There was nothing more that I could do to try to prevent what was happening. We had to save ourselves. I moved the controls and withdrew our ship from the spacetime continuum.
And suddenly there he was in in our midst. A man was standing there, naked, inside the ship. A man with scars on his wrists and in his ankles.
I was shocked when he spoke to me in English.
“Kelly,” he said, “your presence here today made history. You came merely to see, but your work created a way for others to come too, and together you made a tunnel leading outside of space and time, a bridge to a reality beyond this one, beyond even the one in which your ship now exists outside of normal space and time. I was pulled into it, and now exist there, even though I can be here as well, and everywhere else. Thank you, for the role you have played, and for what you have made possible.”
I was stunned. What did this mean? I asked him, “Are you saying that I caused the resurrection?”
“You were involved in the process, if that is what you are asking,” Jesus replied.
“So what does this mean?” I asked him. But he just smiled at me, raised his hand in what could have been construed as a blessing or merely a wave goodbye, and then he vanished.
I had so many questions in that moment. I still have them, and many more besides. Did God send me to that moment, to participate in the resurrection? Was it foreordained that I would do that? Could I have done otherwise? Was it inevitable that someone would do it? Or was there no God who was a part of this, and it was just me, traveling through time, asking about stories and planting the seed of them in the minds of people, visiting a tomb and causing a resurrection, and bringing about the faith that would then be taught to me, in a bizarre causal loop that made no logical sense?
Perhaps I should be satisfied. I had seen what I came looking for with my own eyes. Jesus rose from the dead, not merely in the sense of a corpse returning to life, but an entering into a new kind of existence unlike anything any human being had experienced. It was what the theologians had said all along.
Yet I hadn’t just seen it. I had caused it. And I didn’t know what that implied. Did that indicate that there is a God, who orchestrated these things to raise his chosen one from the dead? Or did it indicate that there isn’t a God, and that humans are the cause even of things that seem miraculous to us? Is the technology I invented going to be the reason that people believe in gods and miracles, inspiring future humans to travel back, looking for gods and angels that are in fact us, time travelers from the future?
I told you at the beginning that I am certain. I know exactly what happened on that day, in that tomb, to that person who was once dead, and who now lives forever more. I am certain, and yet I have more questions as a result of this new certainty.

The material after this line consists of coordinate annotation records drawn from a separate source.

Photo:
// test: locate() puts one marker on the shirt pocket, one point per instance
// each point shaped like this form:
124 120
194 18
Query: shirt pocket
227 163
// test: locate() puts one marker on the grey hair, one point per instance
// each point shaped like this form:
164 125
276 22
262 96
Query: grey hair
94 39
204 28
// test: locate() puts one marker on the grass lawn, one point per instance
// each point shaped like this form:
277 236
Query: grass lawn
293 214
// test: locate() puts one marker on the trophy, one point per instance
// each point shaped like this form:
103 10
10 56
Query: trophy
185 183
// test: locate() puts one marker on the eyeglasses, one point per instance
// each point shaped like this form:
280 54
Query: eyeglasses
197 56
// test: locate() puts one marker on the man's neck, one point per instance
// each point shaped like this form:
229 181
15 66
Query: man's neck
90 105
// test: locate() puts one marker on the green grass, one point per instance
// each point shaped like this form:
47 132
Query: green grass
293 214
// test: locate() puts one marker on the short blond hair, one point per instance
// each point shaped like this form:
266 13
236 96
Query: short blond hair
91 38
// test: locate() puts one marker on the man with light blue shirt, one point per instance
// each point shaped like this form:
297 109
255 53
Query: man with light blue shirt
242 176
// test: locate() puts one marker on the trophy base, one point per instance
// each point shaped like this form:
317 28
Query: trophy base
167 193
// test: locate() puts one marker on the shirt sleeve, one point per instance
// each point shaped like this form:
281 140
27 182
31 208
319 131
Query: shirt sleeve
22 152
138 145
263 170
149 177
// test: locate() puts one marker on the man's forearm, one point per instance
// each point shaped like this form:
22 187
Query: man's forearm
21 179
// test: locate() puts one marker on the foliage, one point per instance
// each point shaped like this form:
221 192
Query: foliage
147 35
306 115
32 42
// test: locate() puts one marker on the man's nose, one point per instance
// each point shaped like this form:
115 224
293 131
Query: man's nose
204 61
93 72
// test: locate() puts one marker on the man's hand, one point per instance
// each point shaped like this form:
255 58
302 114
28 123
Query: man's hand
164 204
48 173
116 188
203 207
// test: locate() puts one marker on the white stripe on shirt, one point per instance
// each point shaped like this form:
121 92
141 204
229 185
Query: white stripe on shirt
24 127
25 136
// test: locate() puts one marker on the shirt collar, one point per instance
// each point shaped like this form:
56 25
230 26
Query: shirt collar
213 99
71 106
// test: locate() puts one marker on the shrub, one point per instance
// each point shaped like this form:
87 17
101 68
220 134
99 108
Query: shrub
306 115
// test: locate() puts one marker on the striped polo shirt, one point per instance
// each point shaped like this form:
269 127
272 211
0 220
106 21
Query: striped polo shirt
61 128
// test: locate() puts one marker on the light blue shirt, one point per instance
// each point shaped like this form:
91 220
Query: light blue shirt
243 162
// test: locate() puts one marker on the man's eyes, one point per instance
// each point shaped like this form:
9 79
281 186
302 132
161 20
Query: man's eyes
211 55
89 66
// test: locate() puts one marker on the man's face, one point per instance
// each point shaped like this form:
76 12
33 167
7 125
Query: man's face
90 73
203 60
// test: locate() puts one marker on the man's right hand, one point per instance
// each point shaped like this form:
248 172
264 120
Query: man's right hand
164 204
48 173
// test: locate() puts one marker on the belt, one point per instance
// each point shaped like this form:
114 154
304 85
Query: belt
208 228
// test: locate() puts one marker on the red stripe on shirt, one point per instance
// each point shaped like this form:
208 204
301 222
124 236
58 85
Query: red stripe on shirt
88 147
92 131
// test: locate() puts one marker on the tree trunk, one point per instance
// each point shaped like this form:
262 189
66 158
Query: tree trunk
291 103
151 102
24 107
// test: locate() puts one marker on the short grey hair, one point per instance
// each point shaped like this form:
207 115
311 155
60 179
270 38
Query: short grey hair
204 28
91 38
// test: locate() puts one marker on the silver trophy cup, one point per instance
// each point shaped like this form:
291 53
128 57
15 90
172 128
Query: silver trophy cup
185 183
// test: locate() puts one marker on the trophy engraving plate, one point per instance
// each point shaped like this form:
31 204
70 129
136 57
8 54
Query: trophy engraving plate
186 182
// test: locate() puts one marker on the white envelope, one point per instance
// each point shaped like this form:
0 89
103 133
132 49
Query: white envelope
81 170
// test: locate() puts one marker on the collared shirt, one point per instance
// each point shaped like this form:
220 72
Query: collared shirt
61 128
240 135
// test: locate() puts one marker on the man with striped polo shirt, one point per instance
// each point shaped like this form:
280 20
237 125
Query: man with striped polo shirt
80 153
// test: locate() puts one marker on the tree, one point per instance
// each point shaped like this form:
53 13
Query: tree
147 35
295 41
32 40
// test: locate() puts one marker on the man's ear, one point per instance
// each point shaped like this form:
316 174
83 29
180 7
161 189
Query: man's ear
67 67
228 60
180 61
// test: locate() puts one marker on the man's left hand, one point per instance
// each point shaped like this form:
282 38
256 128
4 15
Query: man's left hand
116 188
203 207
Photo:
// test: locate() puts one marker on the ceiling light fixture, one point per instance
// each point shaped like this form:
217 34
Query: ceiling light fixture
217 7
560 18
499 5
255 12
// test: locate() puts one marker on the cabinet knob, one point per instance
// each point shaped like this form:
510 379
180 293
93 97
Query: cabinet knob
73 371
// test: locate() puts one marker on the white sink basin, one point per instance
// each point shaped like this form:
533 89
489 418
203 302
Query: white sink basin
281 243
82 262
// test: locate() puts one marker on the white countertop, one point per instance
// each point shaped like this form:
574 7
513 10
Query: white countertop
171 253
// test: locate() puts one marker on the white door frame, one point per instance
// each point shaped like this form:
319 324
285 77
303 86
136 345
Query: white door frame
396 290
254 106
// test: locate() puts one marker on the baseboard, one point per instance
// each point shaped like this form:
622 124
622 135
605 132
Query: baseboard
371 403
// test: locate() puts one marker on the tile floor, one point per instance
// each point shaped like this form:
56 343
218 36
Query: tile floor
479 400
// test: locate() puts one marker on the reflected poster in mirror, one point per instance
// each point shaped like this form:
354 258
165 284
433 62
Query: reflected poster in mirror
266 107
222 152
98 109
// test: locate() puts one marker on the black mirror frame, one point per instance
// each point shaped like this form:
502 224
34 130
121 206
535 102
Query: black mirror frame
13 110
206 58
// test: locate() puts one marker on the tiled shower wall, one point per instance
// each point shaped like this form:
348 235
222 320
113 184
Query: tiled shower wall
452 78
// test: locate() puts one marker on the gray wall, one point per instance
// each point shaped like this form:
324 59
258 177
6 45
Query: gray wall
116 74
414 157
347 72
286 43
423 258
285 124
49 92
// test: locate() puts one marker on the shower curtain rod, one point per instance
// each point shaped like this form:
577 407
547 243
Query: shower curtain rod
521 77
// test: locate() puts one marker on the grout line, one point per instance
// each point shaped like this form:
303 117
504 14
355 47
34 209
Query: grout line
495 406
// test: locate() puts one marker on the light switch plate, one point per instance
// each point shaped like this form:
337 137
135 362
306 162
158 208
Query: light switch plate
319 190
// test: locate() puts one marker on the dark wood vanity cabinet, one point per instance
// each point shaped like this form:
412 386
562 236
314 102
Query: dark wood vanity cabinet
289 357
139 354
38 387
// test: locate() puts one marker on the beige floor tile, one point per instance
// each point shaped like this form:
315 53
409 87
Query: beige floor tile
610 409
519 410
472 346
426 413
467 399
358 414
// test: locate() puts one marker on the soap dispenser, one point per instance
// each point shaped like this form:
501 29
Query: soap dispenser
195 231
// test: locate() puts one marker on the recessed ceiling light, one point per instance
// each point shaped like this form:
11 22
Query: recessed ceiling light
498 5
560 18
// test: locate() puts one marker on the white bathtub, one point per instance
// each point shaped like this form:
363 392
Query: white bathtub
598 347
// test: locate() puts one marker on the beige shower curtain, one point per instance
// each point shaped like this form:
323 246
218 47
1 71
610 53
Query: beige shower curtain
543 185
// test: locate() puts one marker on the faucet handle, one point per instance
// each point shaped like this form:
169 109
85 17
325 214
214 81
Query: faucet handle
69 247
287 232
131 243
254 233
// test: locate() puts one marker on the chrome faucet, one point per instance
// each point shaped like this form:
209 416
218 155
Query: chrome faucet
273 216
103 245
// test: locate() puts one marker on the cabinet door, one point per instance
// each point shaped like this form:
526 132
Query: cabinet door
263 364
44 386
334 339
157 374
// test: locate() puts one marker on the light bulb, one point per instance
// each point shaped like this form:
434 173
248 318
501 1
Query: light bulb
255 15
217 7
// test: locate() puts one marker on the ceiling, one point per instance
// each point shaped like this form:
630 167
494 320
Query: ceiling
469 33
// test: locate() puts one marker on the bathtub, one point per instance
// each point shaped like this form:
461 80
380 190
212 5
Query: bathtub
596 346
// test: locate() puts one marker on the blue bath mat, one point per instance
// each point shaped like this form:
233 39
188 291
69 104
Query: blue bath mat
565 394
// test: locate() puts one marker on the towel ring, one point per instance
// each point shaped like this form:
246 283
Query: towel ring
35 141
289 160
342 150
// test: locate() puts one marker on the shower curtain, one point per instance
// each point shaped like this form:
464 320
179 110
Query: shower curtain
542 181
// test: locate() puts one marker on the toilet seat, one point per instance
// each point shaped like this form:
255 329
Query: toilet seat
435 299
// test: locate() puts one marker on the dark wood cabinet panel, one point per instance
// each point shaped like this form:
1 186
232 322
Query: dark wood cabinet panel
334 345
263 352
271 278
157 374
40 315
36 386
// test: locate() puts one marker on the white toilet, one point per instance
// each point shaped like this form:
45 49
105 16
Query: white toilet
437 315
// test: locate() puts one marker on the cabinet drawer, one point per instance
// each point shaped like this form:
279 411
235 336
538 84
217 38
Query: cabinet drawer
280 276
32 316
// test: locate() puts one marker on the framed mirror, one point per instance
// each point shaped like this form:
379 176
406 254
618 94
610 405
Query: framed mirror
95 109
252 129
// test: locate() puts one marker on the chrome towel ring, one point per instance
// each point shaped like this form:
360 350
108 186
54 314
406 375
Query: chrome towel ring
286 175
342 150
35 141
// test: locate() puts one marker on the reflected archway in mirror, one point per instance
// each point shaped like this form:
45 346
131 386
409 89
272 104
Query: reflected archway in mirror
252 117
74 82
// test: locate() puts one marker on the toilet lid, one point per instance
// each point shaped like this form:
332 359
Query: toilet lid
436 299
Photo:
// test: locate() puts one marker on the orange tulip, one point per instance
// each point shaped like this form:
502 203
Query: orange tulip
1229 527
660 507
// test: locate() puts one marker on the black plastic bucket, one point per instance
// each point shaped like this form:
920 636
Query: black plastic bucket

I won’t return to my own time for good. I cannot stay here, having seen and experienced these things. I will probably go to the future, to find out what stories people are telling a long time from now about these things that happened. What stories they are telling about me. What happens to Christian faith in the future as a result of the things that I did, and the stories people tell about it. Maybe I will find that the stories bear no resemblance to the truth. If I try to put things right, will anyone believe me? Can any person’s testimony overcome the beliefs that people find themselves with?
I may one day know the answers to those questions. But before I go, I need to leave this message, so that others can hear my story, and believe what they will about it.
My name is Kelly Wallace. I witnessed the resurrection with my own eyes, and now I am certain about things that no one before me was ever this certain about. And I want to make sure you know what I now know. I’m recording this so that you can be certain, as I am, if you want to be.
But you should know this: Certainty is not all it is cracked up to be. Certainty sucks.”